Some who felt sidelined by the current political process said they might reconsider their stance, if only for Stein.
"I'm an utter cynic when it comes to politics," said David Koskoff, a Ketchum chef who was minding the eats at the party. "I don't think we live in a democracy. Look at the last two elections. Sadly, but truly, I don't think Americans are interested in democracy. They're interested in their security and their creature comforts."
"Dan might motivate me to vote," he said. If he won, "That would be a coup."
Ketchum resident April Ellinwood, who works at a downtown jewelry store, said she always votes in national-level elections but has had a harder time involving herself locally.
"It's probably my own failure of participation," she said. "You get wrapped up in your own life. I'd like to be more involved in the community."
She recently took the initiative by attending the Ketchum Downtown Merchants' Association meeting.
"For the first time I felt like I had a voice," she said.
Ketchum mayoral candidate Garcia has been an active participant in local politics for a decade. He ran unsuccessfully for mayor of Ketchum four years ago and City Council two years ago. He frequently attends council and planning meetings throughout the valley.
"I think there's a bunch of people who think they're liberal but are actually reactionary," he said from underneath a tall, furry hat. "I base that on the idea of victimization. We, or they, the longtime residents, are the victims, and the perpetrators are the developers. When you assume the role of the victim ... it gets you nowhere."

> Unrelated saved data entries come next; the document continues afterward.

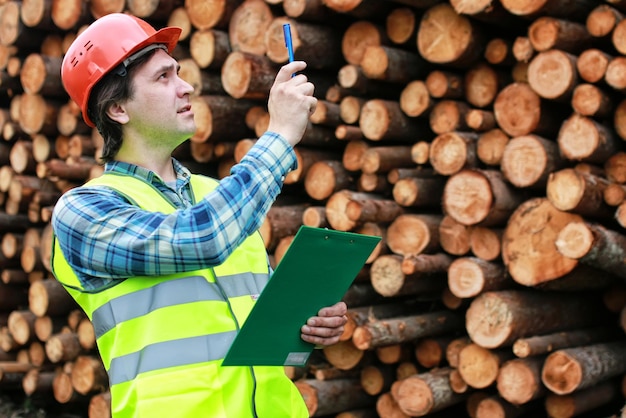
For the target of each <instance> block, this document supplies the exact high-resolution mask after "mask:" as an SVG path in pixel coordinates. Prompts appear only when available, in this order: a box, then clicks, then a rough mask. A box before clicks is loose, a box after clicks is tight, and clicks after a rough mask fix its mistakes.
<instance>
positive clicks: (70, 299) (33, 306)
mask: <svg viewBox="0 0 626 418" xmlns="http://www.w3.org/2000/svg"><path fill="white" fill-rule="evenodd" d="M28 307H29V308H30V310H31V311H32V312H33V313H34V314H35V315H37V316H39V317H41V316H44V315H65V314H67V313H68V312H70V311H71V310H72V309H74V308H75V307H76V303H75V302H74V300H73V299H72V298H71V296H70V295H69V293H67V291H66V290H65V288H63V286H62V285H61V283H60V282H58V281H57V280H54V279H46V280H41V281H37V282H34V283H32V284H31V285H30V288H29V290H28Z"/></svg>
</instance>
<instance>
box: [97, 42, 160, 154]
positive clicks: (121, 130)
mask: <svg viewBox="0 0 626 418" xmlns="http://www.w3.org/2000/svg"><path fill="white" fill-rule="evenodd" d="M154 52H155V50H154V49H153V50H151V51H149V52H148V53H146V54H144V55H141V56H140V57H138V58H137V59H136V60H134V61H133V62H131V63H130V64H129V65H128V66H127V67H124V66H123V65H122V64H120V66H119V67H117V68H116V69H114V70H113V71H111V72H110V73H108V74H107V75H105V76H104V77H103V78H102V80H100V81H99V82H98V84H96V85H95V86H94V88H93V90H92V91H91V94H90V97H89V103H88V105H87V112H88V115H89V117H90V118H91V120H92V121H93V122H94V124H95V125H96V128H97V129H98V132H100V135H102V138H103V139H104V146H103V148H102V155H101V156H100V161H101V162H102V163H106V162H109V161H112V160H113V159H114V158H115V156H116V155H117V153H118V151H119V150H120V147H121V146H122V140H123V138H122V125H121V124H120V123H119V122H116V121H114V120H112V119H111V118H110V117H109V116H108V115H107V110H108V109H109V107H110V106H111V105H113V104H115V103H119V102H123V101H125V100H128V99H132V97H133V94H134V90H133V83H132V76H133V74H134V73H135V71H136V70H137V69H138V68H139V67H141V66H142V65H143V64H144V63H145V62H146V61H148V59H149V58H150V57H151V56H152V55H153V54H154Z"/></svg>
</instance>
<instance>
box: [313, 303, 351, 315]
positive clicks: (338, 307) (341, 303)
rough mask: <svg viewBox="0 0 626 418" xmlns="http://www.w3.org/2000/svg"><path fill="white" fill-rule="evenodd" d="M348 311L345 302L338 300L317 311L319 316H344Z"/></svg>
mask: <svg viewBox="0 0 626 418" xmlns="http://www.w3.org/2000/svg"><path fill="white" fill-rule="evenodd" d="M347 312H348V307H347V306H346V303H345V302H337V303H335V304H334V305H333V306H327V307H325V308H322V309H320V311H319V312H318V313H317V315H318V316H342V315H345V314H346V313H347Z"/></svg>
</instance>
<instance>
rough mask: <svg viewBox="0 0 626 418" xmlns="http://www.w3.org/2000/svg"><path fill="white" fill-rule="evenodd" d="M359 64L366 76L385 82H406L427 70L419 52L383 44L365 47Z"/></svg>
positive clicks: (371, 78)
mask: <svg viewBox="0 0 626 418" xmlns="http://www.w3.org/2000/svg"><path fill="white" fill-rule="evenodd" d="M360 66H361V68H362V70H363V73H364V74H365V75H366V76H367V77H368V78H371V79H374V80H383V81H385V82H387V83H404V84H406V83H408V82H410V81H412V80H415V79H419V78H423V77H424V76H425V75H426V73H427V71H428V63H427V62H426V61H424V59H423V58H422V57H420V55H419V54H417V53H415V52H412V51H409V50H404V49H400V48H394V47H389V46H383V45H372V46H368V47H367V48H365V50H364V51H363V57H362V58H361V62H360Z"/></svg>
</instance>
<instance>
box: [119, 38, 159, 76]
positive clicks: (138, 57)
mask: <svg viewBox="0 0 626 418" xmlns="http://www.w3.org/2000/svg"><path fill="white" fill-rule="evenodd" d="M155 49H162V50H164V51H166V52H167V46H166V45H165V44H151V45H148V46H147V47H145V48H143V49H140V50H139V51H137V52H135V53H134V54H132V55H130V56H129V57H128V58H126V59H125V60H124V61H122V62H121V63H120V65H118V66H117V67H116V68H115V69H114V70H113V73H115V74H117V75H119V76H120V77H126V74H128V71H127V68H128V66H129V65H131V64H132V63H133V62H135V61H137V60H138V59H139V58H141V57H142V56H144V55H146V54H147V53H148V52H150V51H154V50H155Z"/></svg>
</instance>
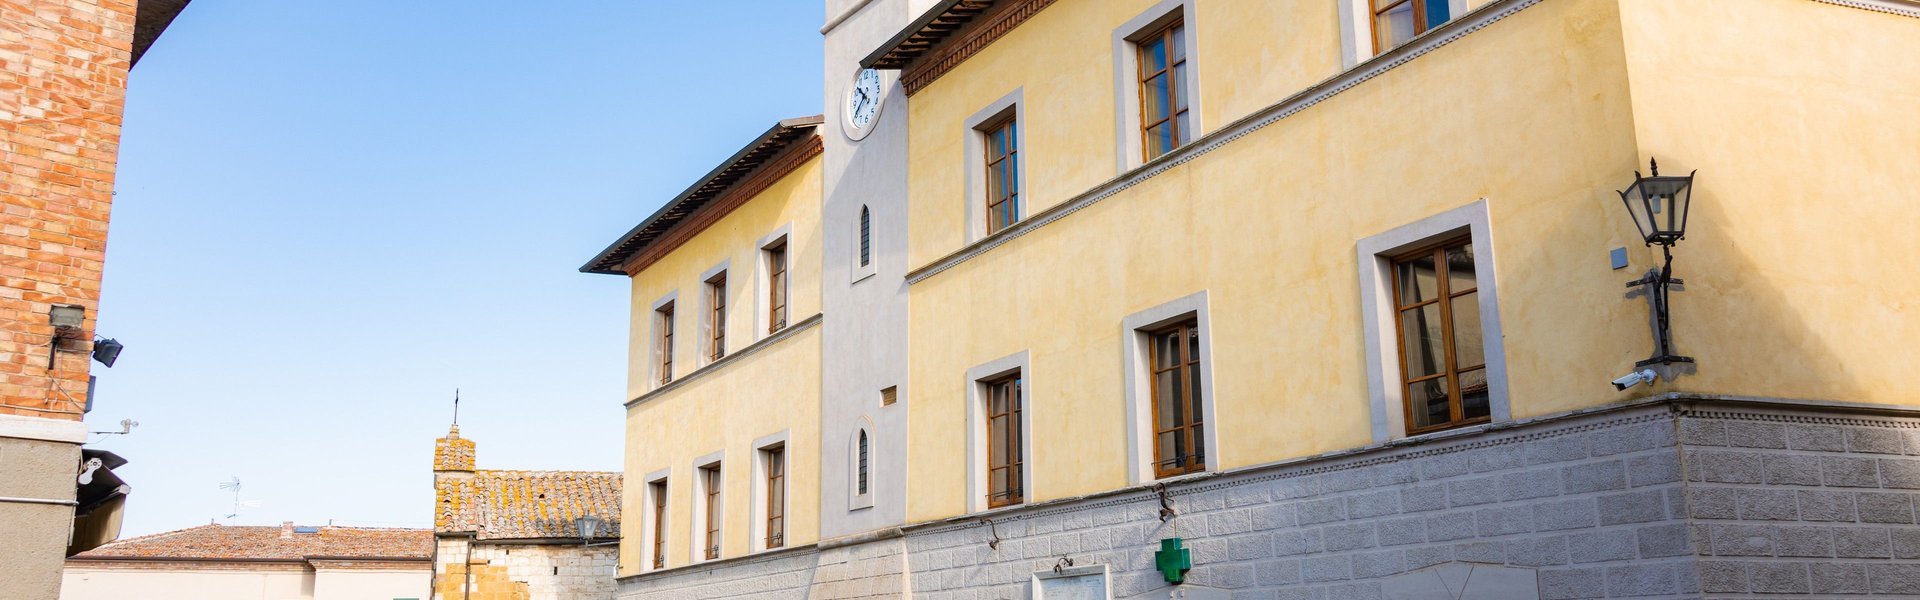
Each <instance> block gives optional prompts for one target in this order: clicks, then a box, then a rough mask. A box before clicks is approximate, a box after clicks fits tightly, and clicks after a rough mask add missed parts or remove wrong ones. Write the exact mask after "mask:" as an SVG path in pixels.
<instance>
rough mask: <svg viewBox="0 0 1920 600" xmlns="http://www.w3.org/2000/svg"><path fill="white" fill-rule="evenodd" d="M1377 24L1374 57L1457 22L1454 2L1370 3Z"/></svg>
mask: <svg viewBox="0 0 1920 600" xmlns="http://www.w3.org/2000/svg"><path fill="white" fill-rule="evenodd" d="M1367 2H1369V4H1367V6H1369V13H1371V21H1373V54H1380V52H1386V50H1394V48H1396V46H1400V44H1405V42H1409V40H1413V38H1415V37H1419V35H1423V33H1427V31H1428V29H1434V27H1440V25H1442V23H1446V21H1452V19H1453V6H1452V4H1453V2H1452V0H1367Z"/></svg>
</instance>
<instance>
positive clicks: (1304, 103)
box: [906, 0, 1542, 285]
mask: <svg viewBox="0 0 1920 600" xmlns="http://www.w3.org/2000/svg"><path fill="white" fill-rule="evenodd" d="M1540 2H1542V0H1496V2H1490V4H1486V6H1480V8H1476V10H1473V12H1471V13H1465V15H1461V17H1459V19H1453V21H1448V23H1446V25H1440V27H1434V29H1432V31H1428V33H1425V35H1421V37H1417V38H1413V42H1407V44H1404V46H1400V48H1394V50H1386V52H1382V54H1379V56H1375V58H1371V60H1367V62H1361V63H1357V65H1354V67H1352V69H1346V71H1342V73H1340V75H1334V77H1331V79H1325V81H1321V83H1315V85H1311V87H1308V88H1306V90H1300V92H1296V94H1292V96H1288V98H1286V100H1281V102H1277V104H1273V106H1267V108H1265V110H1260V112H1256V113H1252V115H1246V117H1240V119H1238V121H1233V123H1227V127H1221V129H1215V131H1213V133H1210V135H1206V137H1202V138H1198V140H1194V142H1192V144H1187V146H1181V148H1175V150H1173V152H1167V154H1162V156H1160V158H1156V160H1150V162H1146V163H1142V165H1139V167H1135V169H1133V171H1127V173H1121V175H1119V177H1114V179H1108V181H1106V183H1102V185H1096V187H1092V188H1089V190H1085V192H1081V194H1079V196H1073V198H1071V200H1068V202H1062V204H1058V206H1054V208H1048V210H1044V212H1041V213H1037V215H1031V217H1027V219H1025V221H1020V223H1014V225H1010V227H1006V229H1000V231H998V233H995V235H989V237H985V238H979V240H977V242H973V244H968V246H964V248H960V250H956V252H952V254H948V256H943V258H939V260H933V262H931V263H927V265H922V267H920V269H914V271H912V273H906V283H908V285H914V283H920V281H925V279H927V277H933V275H939V273H941V271H947V269H952V267H954V265H958V263H964V262H968V260H972V258H973V256H979V254H985V252H987V250H993V248H998V246H1000V244H1006V242H1008V240H1012V238H1018V237H1021V235H1027V233H1029V231H1035V229H1041V227H1046V225H1048V223H1054V221H1060V219H1062V217H1066V215H1069V213H1075V212H1079V210H1083V208H1087V206H1092V204H1096V202H1100V200H1106V198H1110V196H1114V194H1119V192H1121V190H1125V188H1131V187H1135V185H1139V183H1142V181H1148V179H1154V177H1156V175H1160V173H1165V171H1167V169H1173V167H1177V165H1183V163H1187V162H1190V160H1196V158H1200V156H1206V154H1208V152H1213V150H1217V148H1221V146H1227V144H1231V142H1235V140H1238V138H1242V137H1246V135H1250V133H1254V131H1260V129H1265V127H1267V125H1273V123H1279V121H1281V119H1286V117H1292V115H1294V113H1298V112H1302V110H1308V108H1311V106H1315V104H1321V102H1325V100H1327V98H1332V96H1338V94H1340V92H1346V90H1348V88H1352V87H1356V85H1359V83H1363V81H1367V79H1373V77H1379V75H1380V73H1386V71H1392V69H1394V67H1400V65H1404V63H1407V62H1411V60H1415V58H1421V56H1425V54H1428V52H1434V50H1438V48H1440V46H1446V44H1452V42H1455V40H1459V38H1463V37H1467V35H1471V33H1475V31H1480V29H1484V27H1486V25H1492V23H1498V21H1500V19H1505V17H1509V15H1513V13H1517V12H1521V10H1526V8H1530V6H1534V4H1540Z"/></svg>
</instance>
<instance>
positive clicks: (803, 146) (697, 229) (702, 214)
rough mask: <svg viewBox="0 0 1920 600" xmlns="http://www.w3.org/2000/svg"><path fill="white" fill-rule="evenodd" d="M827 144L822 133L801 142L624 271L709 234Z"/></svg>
mask: <svg viewBox="0 0 1920 600" xmlns="http://www.w3.org/2000/svg"><path fill="white" fill-rule="evenodd" d="M822 150H824V144H822V140H820V135H818V133H816V135H812V137H808V138H806V140H804V142H801V146H795V148H789V150H785V154H781V156H780V158H776V160H774V162H770V163H766V165H762V167H760V169H756V171H755V173H753V175H747V179H745V181H741V183H739V185H733V187H732V188H730V190H726V192H724V194H720V198H714V200H712V202H707V206H701V208H699V210H697V212H693V215H689V217H687V219H685V221H682V223H680V225H678V227H674V229H672V231H668V233H666V235H662V237H660V238H659V240H655V242H653V244H649V246H647V250H641V252H639V254H634V258H632V260H628V263H626V265H624V267H622V269H626V273H628V275H630V277H632V275H636V273H639V271H641V269H645V267H649V265H653V263H655V262H659V260H660V258H664V256H666V254H668V252H674V250H676V248H680V244H685V242H687V240H691V238H693V237H695V235H699V233H701V231H707V227H712V225H714V223H718V221H720V217H726V215H728V213H732V212H733V210H735V208H739V206H741V204H747V200H753V198H755V196H758V194H760V192H764V190H766V188H770V187H774V183H780V179H781V177H787V175H789V173H793V171H795V169H799V167H801V165H804V163H806V162H808V160H812V158H814V156H820V152H822Z"/></svg>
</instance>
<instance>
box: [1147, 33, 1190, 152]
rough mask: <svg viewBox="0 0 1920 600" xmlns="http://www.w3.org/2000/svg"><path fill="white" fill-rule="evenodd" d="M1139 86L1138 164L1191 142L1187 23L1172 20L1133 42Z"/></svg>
mask: <svg viewBox="0 0 1920 600" xmlns="http://www.w3.org/2000/svg"><path fill="white" fill-rule="evenodd" d="M1133 48H1135V52H1137V62H1135V63H1137V65H1139V73H1137V75H1139V83H1140V148H1142V152H1144V156H1142V160H1154V158H1160V156H1162V154H1167V152H1173V148H1179V146H1185V144H1187V142H1188V140H1190V138H1192V131H1190V129H1192V127H1190V125H1188V117H1187V113H1188V110H1187V104H1188V90H1187V23H1185V21H1183V19H1175V21H1173V23H1165V25H1160V27H1158V29H1154V31H1148V33H1146V35H1142V37H1139V38H1135V42H1133Z"/></svg>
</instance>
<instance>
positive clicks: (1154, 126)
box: [1146, 123, 1173, 158]
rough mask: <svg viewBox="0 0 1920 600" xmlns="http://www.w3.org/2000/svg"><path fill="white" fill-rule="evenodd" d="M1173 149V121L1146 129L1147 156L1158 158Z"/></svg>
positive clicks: (1152, 157) (1157, 125)
mask: <svg viewBox="0 0 1920 600" xmlns="http://www.w3.org/2000/svg"><path fill="white" fill-rule="evenodd" d="M1167 150H1173V127H1171V123H1160V125H1154V127H1152V129H1148V131H1146V158H1158V156H1162V154H1167Z"/></svg>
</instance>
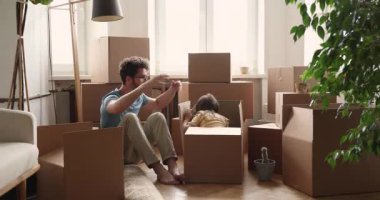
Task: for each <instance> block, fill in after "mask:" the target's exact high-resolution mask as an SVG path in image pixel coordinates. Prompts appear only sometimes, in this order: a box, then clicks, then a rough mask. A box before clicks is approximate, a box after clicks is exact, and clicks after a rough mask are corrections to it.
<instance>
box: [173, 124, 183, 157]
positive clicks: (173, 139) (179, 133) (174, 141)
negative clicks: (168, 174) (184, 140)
mask: <svg viewBox="0 0 380 200" xmlns="http://www.w3.org/2000/svg"><path fill="white" fill-rule="evenodd" d="M170 126H171V127H170V134H171V136H172V140H173V145H174V149H175V150H176V153H177V155H183V147H182V140H183V136H182V133H181V128H180V120H179V117H175V118H172V121H171V123H170Z"/></svg>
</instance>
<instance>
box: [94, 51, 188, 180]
mask: <svg viewBox="0 0 380 200" xmlns="http://www.w3.org/2000/svg"><path fill="white" fill-rule="evenodd" d="M148 73H149V63H148V61H147V60H146V59H144V58H141V57H129V58H126V59H124V60H123V61H122V62H121V63H120V77H121V81H122V85H121V87H120V88H119V89H115V90H114V91H112V92H110V93H108V94H107V95H105V96H104V97H103V98H102V103H101V107H100V115H101V117H100V118H101V119H100V126H101V127H102V128H107V127H115V126H123V127H124V163H126V164H129V163H137V162H139V161H140V160H141V159H142V160H143V161H144V162H145V164H146V165H147V166H148V167H149V168H153V170H154V172H155V173H156V174H157V180H158V181H160V182H161V183H164V184H179V183H180V182H183V181H184V176H183V174H182V173H180V171H179V170H178V167H177V162H176V161H177V154H176V152H175V150H174V146H173V141H172V138H171V136H170V132H169V128H168V125H167V123H166V119H165V117H164V115H163V114H162V113H160V112H155V113H153V114H151V115H150V116H149V117H148V118H147V120H146V122H145V123H144V125H141V123H140V120H139V118H138V117H137V114H138V113H139V110H140V108H141V107H145V108H148V109H150V110H161V109H162V108H164V107H165V106H167V105H168V104H169V103H170V102H171V101H172V99H173V97H174V96H175V94H176V92H177V91H178V90H179V88H180V87H181V82H180V81H171V84H170V87H169V89H168V90H166V91H165V92H164V93H162V94H161V95H160V96H158V97H157V98H156V99H155V98H151V97H148V96H147V95H145V94H144V92H143V91H144V89H149V88H152V87H153V86H155V85H159V84H163V83H165V82H168V81H169V77H168V76H167V75H157V76H154V77H153V78H151V79H149V75H148ZM151 144H154V145H157V147H158V149H159V151H160V154H161V158H162V160H163V164H165V165H167V166H168V169H167V170H166V168H165V167H164V166H163V165H162V164H161V162H160V160H159V159H158V158H157V156H156V155H155V153H154V150H153V148H152V145H151Z"/></svg>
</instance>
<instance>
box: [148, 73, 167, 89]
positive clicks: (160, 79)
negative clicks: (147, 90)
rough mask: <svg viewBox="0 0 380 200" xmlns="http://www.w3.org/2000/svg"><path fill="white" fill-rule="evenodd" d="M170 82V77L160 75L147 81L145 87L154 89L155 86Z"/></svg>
mask: <svg viewBox="0 0 380 200" xmlns="http://www.w3.org/2000/svg"><path fill="white" fill-rule="evenodd" d="M168 81H169V75H166V74H160V75H156V76H153V77H152V78H151V79H149V80H147V81H146V82H145V83H144V86H145V87H148V88H153V87H155V86H161V85H165V84H166V83H167V82H168Z"/></svg>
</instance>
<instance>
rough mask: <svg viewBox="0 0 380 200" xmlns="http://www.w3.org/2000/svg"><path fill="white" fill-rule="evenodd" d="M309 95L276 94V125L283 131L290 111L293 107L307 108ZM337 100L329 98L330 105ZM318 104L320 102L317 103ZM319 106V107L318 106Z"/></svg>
mask: <svg viewBox="0 0 380 200" xmlns="http://www.w3.org/2000/svg"><path fill="white" fill-rule="evenodd" d="M311 100H312V99H311V96H310V94H299V93H295V92H276V125H277V126H278V127H280V128H281V129H284V127H285V126H286V123H287V122H288V121H289V117H290V113H291V112H290V111H291V109H292V107H293V106H308V105H310V103H311ZM336 100H337V98H336V97H335V96H334V97H331V98H330V104H336ZM317 103H319V104H320V102H317ZM319 106H320V105H319Z"/></svg>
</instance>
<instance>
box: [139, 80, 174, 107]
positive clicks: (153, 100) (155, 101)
mask: <svg viewBox="0 0 380 200" xmlns="http://www.w3.org/2000/svg"><path fill="white" fill-rule="evenodd" d="M181 85H182V84H181V82H180V81H172V82H171V85H170V87H169V89H168V90H166V91H165V92H164V93H162V94H161V95H160V96H158V97H157V98H156V99H153V98H150V100H149V102H148V104H146V105H145V107H146V108H148V109H150V110H161V109H163V108H165V107H166V106H167V105H168V104H169V103H170V102H171V101H172V100H173V98H174V96H175V94H176V93H177V91H178V90H179V88H181Z"/></svg>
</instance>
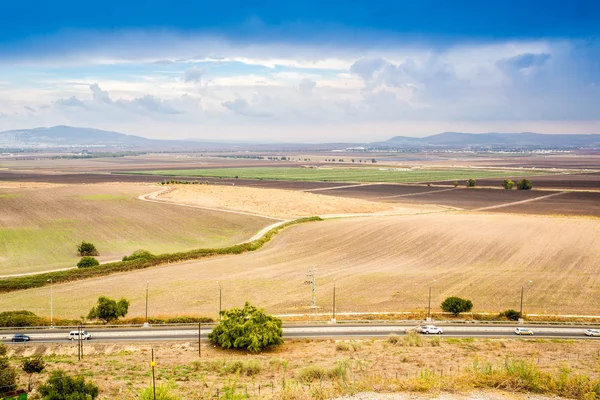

Ketchum resident Jonathan Guidry decided to attend Stein's party after seeing a flyer around town.
"I thought it would be interesting to meet people," he said.
His interest in politics arises "sometimes," he said. "If I feel there's something worth voting for or something with an impact. I prefer local politics over something that I have no control over."
He prefers candidates who are open and flexible.
"It's important to respond to things as they come up instead of planning everything, (because) things change quickly," he said.
He's undecided in his choice for mayor.
"I'll wait until the last moment, when I walk into the booth," he said. "That's the deciding moment."
Regardless of whether Stein gets elected, the host would not likely see failure in defeat.
"(It's important) to get those 50-year-olds together with us because they were just like us 30 years ago," Stein said. "I'm using politics to get everyone together."